ETHSM-2000-4: The Grind
Spring 2025
- Subject: Critical Ethnic Studies - Seminar
- Type: Seminar
- Delivery Mode: In-Person
- Level: Undergraduate
- Campus: San Francisco
- Course Dates: January 21, 2025 — May 12, 2025
- Meetings: Tue 7:15-10:15PM, Hooper GC - GC1
- Instructor: Sean Nash
- Units: 3.0
- Enrolled: 18/18 Closed
Description:
As emerging fine artists sometimes find it difficult to compete with more established street artists in high-traffic festivals and programs, this class will focus on how to navigate the alternative craft and fair markets and how to sell your work directly to the public without professional representation.

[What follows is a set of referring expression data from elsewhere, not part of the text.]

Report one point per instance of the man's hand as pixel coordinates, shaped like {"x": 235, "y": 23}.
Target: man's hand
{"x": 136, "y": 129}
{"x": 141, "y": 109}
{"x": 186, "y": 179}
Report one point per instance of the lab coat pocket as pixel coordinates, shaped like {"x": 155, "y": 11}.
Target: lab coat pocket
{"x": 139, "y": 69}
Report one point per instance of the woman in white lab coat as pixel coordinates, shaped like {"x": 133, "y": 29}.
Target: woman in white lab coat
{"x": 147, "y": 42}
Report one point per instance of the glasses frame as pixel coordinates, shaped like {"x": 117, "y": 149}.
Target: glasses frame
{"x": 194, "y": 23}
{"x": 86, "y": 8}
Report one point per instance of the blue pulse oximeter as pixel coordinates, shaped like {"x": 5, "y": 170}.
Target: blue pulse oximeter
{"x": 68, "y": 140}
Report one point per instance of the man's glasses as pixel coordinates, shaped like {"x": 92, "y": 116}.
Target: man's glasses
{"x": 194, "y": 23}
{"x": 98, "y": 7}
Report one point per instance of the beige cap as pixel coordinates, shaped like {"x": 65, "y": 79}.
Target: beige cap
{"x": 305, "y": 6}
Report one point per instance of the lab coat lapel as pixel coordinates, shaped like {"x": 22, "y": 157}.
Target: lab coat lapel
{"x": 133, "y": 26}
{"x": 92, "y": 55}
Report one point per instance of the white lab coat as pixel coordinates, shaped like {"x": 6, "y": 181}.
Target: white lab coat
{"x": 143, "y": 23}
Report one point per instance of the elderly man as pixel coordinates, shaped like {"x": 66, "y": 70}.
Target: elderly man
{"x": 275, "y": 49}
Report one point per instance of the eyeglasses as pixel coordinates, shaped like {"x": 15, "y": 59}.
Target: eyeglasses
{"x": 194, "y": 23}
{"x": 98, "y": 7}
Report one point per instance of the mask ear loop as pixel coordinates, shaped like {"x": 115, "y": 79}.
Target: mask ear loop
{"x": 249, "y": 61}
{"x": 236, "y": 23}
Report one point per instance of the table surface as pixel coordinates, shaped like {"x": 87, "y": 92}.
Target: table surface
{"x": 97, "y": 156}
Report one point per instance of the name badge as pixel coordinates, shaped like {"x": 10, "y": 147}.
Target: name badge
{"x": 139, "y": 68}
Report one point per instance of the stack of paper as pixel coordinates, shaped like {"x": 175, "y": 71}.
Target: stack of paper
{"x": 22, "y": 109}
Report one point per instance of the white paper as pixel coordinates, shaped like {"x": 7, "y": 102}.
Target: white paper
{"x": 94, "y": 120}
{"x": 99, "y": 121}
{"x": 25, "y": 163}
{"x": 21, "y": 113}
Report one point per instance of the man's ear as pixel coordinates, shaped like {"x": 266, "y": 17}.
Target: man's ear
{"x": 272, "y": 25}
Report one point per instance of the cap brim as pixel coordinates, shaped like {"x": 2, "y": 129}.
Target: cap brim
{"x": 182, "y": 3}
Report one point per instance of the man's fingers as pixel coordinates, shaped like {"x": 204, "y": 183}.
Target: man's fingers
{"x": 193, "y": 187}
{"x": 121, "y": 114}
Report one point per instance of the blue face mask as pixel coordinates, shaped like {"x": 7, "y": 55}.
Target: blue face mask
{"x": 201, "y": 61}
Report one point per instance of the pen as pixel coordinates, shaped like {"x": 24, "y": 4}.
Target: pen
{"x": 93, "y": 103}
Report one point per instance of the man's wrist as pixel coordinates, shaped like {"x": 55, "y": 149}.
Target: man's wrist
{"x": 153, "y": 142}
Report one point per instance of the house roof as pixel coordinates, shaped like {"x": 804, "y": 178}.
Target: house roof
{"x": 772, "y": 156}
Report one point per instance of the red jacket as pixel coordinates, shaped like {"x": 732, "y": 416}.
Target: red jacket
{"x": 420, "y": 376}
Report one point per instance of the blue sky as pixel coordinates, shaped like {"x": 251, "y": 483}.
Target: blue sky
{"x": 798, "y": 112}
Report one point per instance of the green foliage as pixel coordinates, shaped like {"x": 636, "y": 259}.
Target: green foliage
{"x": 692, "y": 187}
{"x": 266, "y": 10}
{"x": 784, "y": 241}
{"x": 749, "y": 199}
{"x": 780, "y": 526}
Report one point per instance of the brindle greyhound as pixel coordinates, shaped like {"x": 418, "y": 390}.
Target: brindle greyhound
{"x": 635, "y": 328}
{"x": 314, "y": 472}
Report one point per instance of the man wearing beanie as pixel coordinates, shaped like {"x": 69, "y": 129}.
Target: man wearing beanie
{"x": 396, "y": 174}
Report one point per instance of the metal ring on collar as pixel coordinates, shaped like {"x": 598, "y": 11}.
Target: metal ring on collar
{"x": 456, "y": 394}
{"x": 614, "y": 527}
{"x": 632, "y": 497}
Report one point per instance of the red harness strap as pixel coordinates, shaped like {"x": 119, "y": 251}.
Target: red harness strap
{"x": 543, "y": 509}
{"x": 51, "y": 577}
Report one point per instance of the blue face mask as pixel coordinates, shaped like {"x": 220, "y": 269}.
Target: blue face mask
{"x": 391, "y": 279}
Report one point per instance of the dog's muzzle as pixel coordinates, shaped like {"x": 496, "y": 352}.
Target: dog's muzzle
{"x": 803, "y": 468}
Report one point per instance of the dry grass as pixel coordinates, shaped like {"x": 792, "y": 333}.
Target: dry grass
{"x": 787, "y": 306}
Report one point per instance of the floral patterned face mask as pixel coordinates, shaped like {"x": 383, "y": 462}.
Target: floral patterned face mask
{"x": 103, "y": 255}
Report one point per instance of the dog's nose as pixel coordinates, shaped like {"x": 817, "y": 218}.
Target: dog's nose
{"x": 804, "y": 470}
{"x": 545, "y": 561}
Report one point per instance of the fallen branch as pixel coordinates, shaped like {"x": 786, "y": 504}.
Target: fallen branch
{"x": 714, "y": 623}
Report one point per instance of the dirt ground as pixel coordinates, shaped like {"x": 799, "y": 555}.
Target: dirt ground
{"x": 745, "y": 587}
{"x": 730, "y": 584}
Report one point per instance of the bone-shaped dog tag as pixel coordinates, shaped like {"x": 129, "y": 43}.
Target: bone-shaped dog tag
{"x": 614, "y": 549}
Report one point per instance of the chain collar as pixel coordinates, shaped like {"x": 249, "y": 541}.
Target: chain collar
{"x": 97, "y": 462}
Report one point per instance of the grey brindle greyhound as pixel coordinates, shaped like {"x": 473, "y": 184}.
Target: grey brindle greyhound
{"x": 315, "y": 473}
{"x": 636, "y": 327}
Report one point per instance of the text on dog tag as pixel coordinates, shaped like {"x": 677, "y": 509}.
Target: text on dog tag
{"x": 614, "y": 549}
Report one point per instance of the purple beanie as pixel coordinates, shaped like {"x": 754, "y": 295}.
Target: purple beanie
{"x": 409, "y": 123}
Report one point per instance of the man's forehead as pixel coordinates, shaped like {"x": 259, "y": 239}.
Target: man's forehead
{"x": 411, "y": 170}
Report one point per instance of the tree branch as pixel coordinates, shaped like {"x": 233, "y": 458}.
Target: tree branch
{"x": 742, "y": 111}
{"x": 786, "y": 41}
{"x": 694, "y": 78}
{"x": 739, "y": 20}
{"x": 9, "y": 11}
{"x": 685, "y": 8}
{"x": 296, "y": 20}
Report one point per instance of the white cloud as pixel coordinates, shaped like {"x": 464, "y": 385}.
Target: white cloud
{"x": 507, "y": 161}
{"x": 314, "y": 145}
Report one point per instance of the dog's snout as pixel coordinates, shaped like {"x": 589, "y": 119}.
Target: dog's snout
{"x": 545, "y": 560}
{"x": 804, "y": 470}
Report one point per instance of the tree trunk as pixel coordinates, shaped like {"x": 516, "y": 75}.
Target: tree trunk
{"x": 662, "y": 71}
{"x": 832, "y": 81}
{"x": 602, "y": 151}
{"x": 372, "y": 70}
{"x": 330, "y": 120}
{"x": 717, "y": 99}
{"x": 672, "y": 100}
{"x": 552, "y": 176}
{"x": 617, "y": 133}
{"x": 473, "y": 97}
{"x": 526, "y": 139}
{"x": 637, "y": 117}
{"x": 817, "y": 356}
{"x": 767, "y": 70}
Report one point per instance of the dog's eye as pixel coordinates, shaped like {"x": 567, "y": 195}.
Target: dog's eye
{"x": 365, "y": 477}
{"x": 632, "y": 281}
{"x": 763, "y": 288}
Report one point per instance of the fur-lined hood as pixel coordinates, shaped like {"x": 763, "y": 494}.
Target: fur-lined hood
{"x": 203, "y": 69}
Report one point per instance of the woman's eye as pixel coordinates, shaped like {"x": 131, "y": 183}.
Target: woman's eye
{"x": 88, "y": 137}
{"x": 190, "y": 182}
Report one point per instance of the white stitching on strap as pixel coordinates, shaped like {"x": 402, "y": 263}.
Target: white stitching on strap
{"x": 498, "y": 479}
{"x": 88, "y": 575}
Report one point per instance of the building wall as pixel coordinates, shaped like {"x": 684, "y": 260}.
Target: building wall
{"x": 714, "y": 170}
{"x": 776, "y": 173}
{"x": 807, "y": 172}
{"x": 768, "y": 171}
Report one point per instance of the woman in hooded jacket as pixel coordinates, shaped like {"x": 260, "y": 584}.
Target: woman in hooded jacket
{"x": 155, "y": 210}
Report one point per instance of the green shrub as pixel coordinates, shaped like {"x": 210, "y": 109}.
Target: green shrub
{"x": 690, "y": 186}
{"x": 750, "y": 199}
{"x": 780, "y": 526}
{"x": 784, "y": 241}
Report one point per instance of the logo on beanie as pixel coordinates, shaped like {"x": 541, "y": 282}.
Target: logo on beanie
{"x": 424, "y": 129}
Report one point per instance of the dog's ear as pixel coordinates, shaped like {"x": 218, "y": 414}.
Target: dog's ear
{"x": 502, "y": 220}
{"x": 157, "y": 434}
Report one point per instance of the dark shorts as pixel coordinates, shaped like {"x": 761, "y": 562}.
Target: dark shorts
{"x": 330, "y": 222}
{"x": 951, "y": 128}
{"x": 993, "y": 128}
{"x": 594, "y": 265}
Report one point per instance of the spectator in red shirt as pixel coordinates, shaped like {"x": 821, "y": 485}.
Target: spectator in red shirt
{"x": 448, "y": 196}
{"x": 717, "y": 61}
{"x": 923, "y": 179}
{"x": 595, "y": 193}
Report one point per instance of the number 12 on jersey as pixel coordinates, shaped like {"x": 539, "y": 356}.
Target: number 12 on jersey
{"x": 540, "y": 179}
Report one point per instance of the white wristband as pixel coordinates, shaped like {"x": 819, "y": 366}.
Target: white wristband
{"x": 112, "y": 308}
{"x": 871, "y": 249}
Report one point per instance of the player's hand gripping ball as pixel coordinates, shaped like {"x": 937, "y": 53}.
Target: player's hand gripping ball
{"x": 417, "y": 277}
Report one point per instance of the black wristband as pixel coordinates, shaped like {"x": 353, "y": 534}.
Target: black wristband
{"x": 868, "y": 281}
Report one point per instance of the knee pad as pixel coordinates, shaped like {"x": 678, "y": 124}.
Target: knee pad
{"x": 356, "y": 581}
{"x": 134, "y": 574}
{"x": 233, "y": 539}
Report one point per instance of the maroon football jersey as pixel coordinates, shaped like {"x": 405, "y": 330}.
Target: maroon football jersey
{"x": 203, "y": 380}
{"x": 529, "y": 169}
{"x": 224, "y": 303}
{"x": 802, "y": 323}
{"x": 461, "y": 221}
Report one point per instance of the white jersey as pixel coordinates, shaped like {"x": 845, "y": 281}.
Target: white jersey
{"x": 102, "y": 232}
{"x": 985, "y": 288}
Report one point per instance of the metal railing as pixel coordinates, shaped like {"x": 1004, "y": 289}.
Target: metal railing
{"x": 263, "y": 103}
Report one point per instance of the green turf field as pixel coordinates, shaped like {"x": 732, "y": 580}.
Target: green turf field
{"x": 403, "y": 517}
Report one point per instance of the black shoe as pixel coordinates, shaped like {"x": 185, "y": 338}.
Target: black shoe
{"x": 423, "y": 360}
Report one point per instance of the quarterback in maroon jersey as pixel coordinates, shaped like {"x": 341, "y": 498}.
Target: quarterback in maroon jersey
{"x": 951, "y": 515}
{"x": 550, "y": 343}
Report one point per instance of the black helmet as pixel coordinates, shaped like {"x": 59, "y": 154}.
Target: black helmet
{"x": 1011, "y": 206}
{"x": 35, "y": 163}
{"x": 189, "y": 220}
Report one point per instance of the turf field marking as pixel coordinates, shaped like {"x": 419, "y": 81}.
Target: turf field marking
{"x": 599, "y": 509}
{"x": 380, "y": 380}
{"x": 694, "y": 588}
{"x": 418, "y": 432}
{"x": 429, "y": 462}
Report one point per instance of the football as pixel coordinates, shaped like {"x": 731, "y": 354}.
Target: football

Students will learn the logistics of setting up a booth, applying to juried fairs, and doing the research necessary to decide which events or festivals might be a good fit for their work to. Creating a customer base, interacting with potential clients, and negotiating commissioned work, as well as on-the-ground retail experience in a number of venues ranging from street markets to shopping malls, will aid students in the development of the skills set necessary to those who wish to supplement their income through the sale of the Arts and or crafts they have learned to produce at CCA.Critical Ethnic Studies 2000-level seminars introduce students to the complexities and nuances of intersectionality, gender, disability, decolonial theory & philosophy, in imperialist and non-imperialist societies. 2000-level seminars may incorporate one or more of the following interdisciplinary fields of critical ethnic studies: Africana studies, African-American Studies, Asian American studies, Indigenous studies, Chicano/a /x, and Latino /a/x studies, border studies, cultural studies, critical disability studies, critical gender studies, and global racialized and global silenced communities. Courses can be in-person, hybrid, or online.